Receita recorde e custos mais controlados projetam margem histórica para o confinamento em 2026
Estudo do Cepea indica resultado próximo de R$ 1,2 mil por cabeça nos últimos lotes do ano, mas compra do boi magro, eficiência alimentar e proteção do preço de venda continuam determinantes para a rentabilidade
O confinamento de bovinos caminha para encerrar 2026 com uma das melhores relações entre custos e receita dos últimos anos. Levantamento divulgado na sexta-feira (11) pelo Centro de Estudos Avançados em Economia Aplicada (Cepea), em parceria com a Tortuga/DSM, aponta a possibilidade de lucro histórico para os animais comercializados no final do ano, sustentado principalmente pela valorização do boi gordo.
O estudo considera um macho inteiro Nelore com peso de entrada de 375 quilos e saída com 540 quilos, rendimento de carcaça de 55% e permanência de 105 dias no confinamento. A simulação adota nível básico de tecnologia nutricional. Pelos parâmetros utilizados, o animal termina o ciclo com aproximadamente 19,8 arrobas de carcaça.
Na parte futura do levantamento, a receita é projetada com base nos contratos do boi gordo negociados na B3. O gráfico do Cepea mostra que a receita por animal pode superar R$ 7,3 mil nos lotes vendidos em novembro. Já o custo total, incluindo a aquisição do boi magro, alimentação e demais despesas operacionais, fica próximo de R$ 6,2 mil por cabeça. Com isso, a margem projetada se aproxima de R$ 1,2 mil por animal. Os valores são aproximados, uma vez que o informativo apresenta a evolução dos resultados em formato gráfico.
A perspectiva favorável não ocorre porque os custos do confinamento recuaram de forma expressiva. A compra do boi magro, principal componente do desembolso, continuou avançando ao longo de 2026. Os gastos com dieta e as demais despesas operacionais também permanecem relevantes. O principal fator de melhora é a valorização mais intensa da receita.
A linha do faturamento projetado sobe com maior força na segunda metade do ano e amplia a diferença em relação ao custo total da operação. Essa relação é importante porque o confinador trabalha com duas pontas: compra um animal mais leve, normalmente caro, e precisa vendê-lo meses depois por um preço que cubra o boi magro, a alimentação, os custos financeiros e as demais despesas da engorda.
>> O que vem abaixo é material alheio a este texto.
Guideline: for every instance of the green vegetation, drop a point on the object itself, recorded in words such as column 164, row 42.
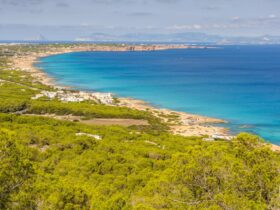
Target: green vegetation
column 132, row 170
column 46, row 164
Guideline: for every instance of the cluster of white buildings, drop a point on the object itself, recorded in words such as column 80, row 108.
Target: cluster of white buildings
column 68, row 96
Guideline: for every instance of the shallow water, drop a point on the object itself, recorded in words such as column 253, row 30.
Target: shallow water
column 240, row 84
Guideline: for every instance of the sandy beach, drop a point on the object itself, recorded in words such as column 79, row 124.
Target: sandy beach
column 183, row 123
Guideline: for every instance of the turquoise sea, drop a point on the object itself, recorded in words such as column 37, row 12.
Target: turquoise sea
column 240, row 84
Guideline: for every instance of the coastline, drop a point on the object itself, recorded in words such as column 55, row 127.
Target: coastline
column 186, row 124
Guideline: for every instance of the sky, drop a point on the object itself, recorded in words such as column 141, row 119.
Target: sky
column 71, row 19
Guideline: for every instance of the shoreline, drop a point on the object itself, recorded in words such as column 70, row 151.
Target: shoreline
column 186, row 124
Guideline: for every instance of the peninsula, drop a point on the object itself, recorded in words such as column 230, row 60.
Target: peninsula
column 63, row 148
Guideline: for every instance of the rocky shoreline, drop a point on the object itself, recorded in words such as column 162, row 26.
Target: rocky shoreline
column 184, row 123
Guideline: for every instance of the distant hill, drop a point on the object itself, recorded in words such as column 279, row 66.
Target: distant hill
column 191, row 37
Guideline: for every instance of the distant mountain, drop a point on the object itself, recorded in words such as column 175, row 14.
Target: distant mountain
column 191, row 37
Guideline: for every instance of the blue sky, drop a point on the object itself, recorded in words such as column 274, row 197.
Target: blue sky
column 70, row 18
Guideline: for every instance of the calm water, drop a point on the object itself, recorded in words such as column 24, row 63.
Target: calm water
column 239, row 83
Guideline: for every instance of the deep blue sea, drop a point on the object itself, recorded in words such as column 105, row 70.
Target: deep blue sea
column 240, row 84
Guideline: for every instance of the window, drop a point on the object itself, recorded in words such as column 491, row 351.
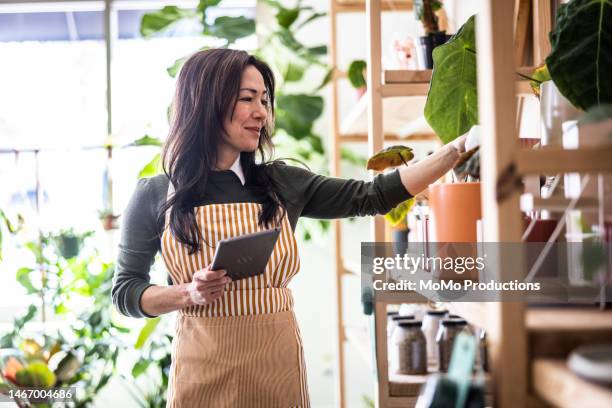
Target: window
column 54, row 109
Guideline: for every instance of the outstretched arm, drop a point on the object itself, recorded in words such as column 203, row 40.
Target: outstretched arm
column 421, row 174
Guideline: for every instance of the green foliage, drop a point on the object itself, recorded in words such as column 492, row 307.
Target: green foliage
column 231, row 28
column 10, row 226
column 147, row 140
column 399, row 213
column 424, row 10
column 452, row 101
column 146, row 331
column 152, row 168
column 36, row 374
column 355, row 73
column 580, row 62
column 160, row 20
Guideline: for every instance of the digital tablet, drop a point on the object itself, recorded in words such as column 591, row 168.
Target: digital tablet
column 245, row 255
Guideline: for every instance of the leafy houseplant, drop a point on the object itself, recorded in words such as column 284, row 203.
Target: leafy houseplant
column 425, row 11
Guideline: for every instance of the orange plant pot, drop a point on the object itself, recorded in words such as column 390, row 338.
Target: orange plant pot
column 455, row 208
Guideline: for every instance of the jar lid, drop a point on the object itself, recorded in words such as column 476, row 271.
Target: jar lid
column 437, row 312
column 409, row 323
column 454, row 322
column 402, row 317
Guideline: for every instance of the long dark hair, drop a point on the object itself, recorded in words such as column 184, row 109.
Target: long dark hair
column 207, row 89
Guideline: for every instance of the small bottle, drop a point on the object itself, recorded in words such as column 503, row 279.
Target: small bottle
column 391, row 348
column 411, row 347
column 431, row 324
column 482, row 350
column 449, row 329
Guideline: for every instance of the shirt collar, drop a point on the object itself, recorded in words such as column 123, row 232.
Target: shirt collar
column 237, row 169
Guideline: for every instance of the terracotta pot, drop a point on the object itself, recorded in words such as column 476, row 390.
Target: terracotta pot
column 455, row 208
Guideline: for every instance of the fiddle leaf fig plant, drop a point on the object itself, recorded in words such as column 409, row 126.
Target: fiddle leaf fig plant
column 580, row 61
column 392, row 157
column 452, row 101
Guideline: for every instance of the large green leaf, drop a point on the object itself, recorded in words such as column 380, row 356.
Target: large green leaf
column 231, row 28
column 286, row 17
column 152, row 168
column 146, row 331
column 356, row 73
column 147, row 140
column 159, row 20
column 580, row 62
column 452, row 101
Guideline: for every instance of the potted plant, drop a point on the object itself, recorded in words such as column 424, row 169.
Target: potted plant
column 426, row 11
column 69, row 242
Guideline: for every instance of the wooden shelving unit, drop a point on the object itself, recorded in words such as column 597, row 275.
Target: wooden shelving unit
column 404, row 123
column 557, row 385
column 527, row 347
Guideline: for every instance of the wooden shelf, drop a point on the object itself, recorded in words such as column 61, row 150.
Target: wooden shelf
column 556, row 384
column 409, row 385
column 554, row 333
column 355, row 6
column 403, row 120
column 359, row 339
column 558, row 160
column 556, row 204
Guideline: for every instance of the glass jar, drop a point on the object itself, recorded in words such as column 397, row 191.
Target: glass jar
column 445, row 339
column 431, row 324
column 391, row 349
column 411, row 348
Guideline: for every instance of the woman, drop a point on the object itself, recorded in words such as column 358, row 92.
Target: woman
column 237, row 343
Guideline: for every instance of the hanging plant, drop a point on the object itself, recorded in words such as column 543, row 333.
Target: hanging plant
column 580, row 61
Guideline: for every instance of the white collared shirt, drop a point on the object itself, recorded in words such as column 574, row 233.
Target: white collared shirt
column 237, row 169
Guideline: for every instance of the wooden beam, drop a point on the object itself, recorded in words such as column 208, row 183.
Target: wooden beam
column 522, row 13
column 542, row 24
column 506, row 333
column 334, row 145
column 551, row 160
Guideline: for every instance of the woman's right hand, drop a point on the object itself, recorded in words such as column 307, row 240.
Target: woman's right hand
column 207, row 285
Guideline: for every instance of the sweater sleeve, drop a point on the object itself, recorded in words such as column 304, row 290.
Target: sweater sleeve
column 138, row 246
column 329, row 197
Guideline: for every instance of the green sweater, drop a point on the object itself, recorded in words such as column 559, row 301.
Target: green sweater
column 306, row 195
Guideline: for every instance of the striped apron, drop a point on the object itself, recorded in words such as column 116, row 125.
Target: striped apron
column 244, row 349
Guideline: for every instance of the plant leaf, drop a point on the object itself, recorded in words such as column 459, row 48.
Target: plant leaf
column 147, row 140
column 204, row 4
column 157, row 21
column 146, row 331
column 355, row 73
column 390, row 157
column 286, row 17
column 399, row 213
column 36, row 374
column 23, row 277
column 325, row 80
column 231, row 28
column 452, row 101
column 152, row 168
column 580, row 61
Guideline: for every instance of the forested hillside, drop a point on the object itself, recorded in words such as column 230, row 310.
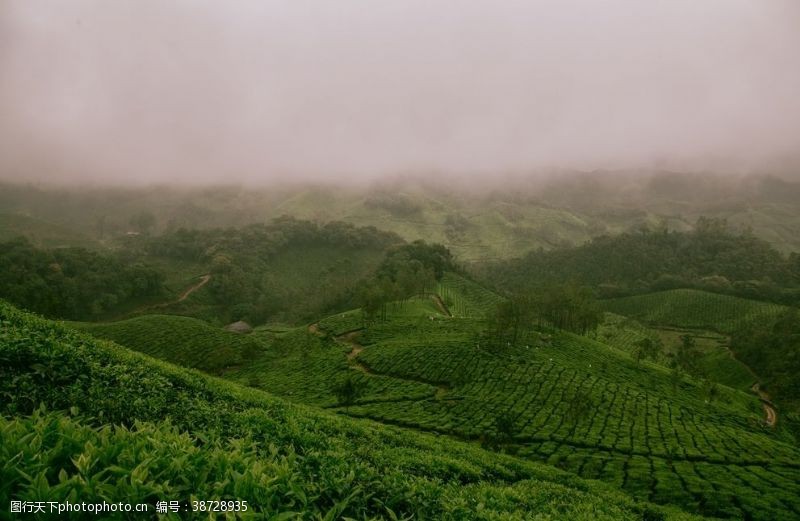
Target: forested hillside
column 72, row 283
column 710, row 257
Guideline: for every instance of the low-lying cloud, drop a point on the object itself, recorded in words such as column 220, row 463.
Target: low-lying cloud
column 208, row 91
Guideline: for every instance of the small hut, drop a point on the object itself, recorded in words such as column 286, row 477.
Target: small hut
column 240, row 327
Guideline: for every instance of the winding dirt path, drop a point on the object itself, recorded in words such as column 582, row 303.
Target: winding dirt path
column 203, row 281
column 770, row 414
column 183, row 296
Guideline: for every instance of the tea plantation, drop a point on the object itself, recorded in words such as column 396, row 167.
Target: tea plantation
column 694, row 309
column 125, row 427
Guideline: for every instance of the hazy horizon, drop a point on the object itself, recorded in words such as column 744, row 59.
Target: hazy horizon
column 146, row 92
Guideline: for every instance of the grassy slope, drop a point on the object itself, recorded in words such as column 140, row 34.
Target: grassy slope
column 226, row 441
column 41, row 233
column 185, row 341
column 716, row 358
column 690, row 308
column 657, row 442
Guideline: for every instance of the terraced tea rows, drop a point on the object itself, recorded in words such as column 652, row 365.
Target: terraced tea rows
column 693, row 309
column 138, row 430
column 465, row 298
column 185, row 341
column 585, row 407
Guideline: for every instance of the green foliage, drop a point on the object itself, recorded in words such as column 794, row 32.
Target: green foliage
column 647, row 348
column 569, row 307
column 185, row 341
column 588, row 408
column 772, row 349
column 285, row 271
column 694, row 309
column 225, row 441
column 709, row 258
column 349, row 390
column 71, row 283
column 466, row 298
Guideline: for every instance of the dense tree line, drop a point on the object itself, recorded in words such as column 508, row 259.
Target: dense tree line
column 559, row 306
column 772, row 350
column 71, row 283
column 246, row 285
column 407, row 270
column 711, row 257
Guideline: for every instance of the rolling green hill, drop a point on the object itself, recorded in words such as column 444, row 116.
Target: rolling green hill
column 184, row 341
column 43, row 234
column 130, row 428
column 572, row 402
column 694, row 309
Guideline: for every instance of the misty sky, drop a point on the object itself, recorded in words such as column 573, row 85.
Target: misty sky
column 212, row 91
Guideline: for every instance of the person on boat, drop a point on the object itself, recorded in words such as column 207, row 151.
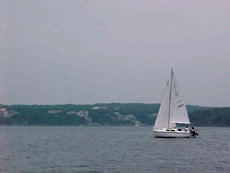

Em 2026, a valorização esperada para o boi gordo vendido no final do ciclo estaria superando o crescimento dos custos, abrindo uma margem que não aparece com a mesma intensidade em outros momentos da série iniciada em 2018. Embora o cenário indicado pelo Cepea seja positivo, a margem apresentada não representa um lucro garantido para todos os confinadores.
O resultado de cada propriedade depende do preço pago pelo boi magro, do custo da dieta, do ganho médio diário, da conversão alimentar, do período de permanência e do peso efetivamente entregue ao frigorífico. A expectativa de lucro histórico torna o confinamento mais atrativo e pode estimular a colocação de animais nos cochos.
Entretanto, uma expansão mais forte da oferta de bovinos terminados também pode aumentar a pressão sobre as cotações no período de saída dos lotes.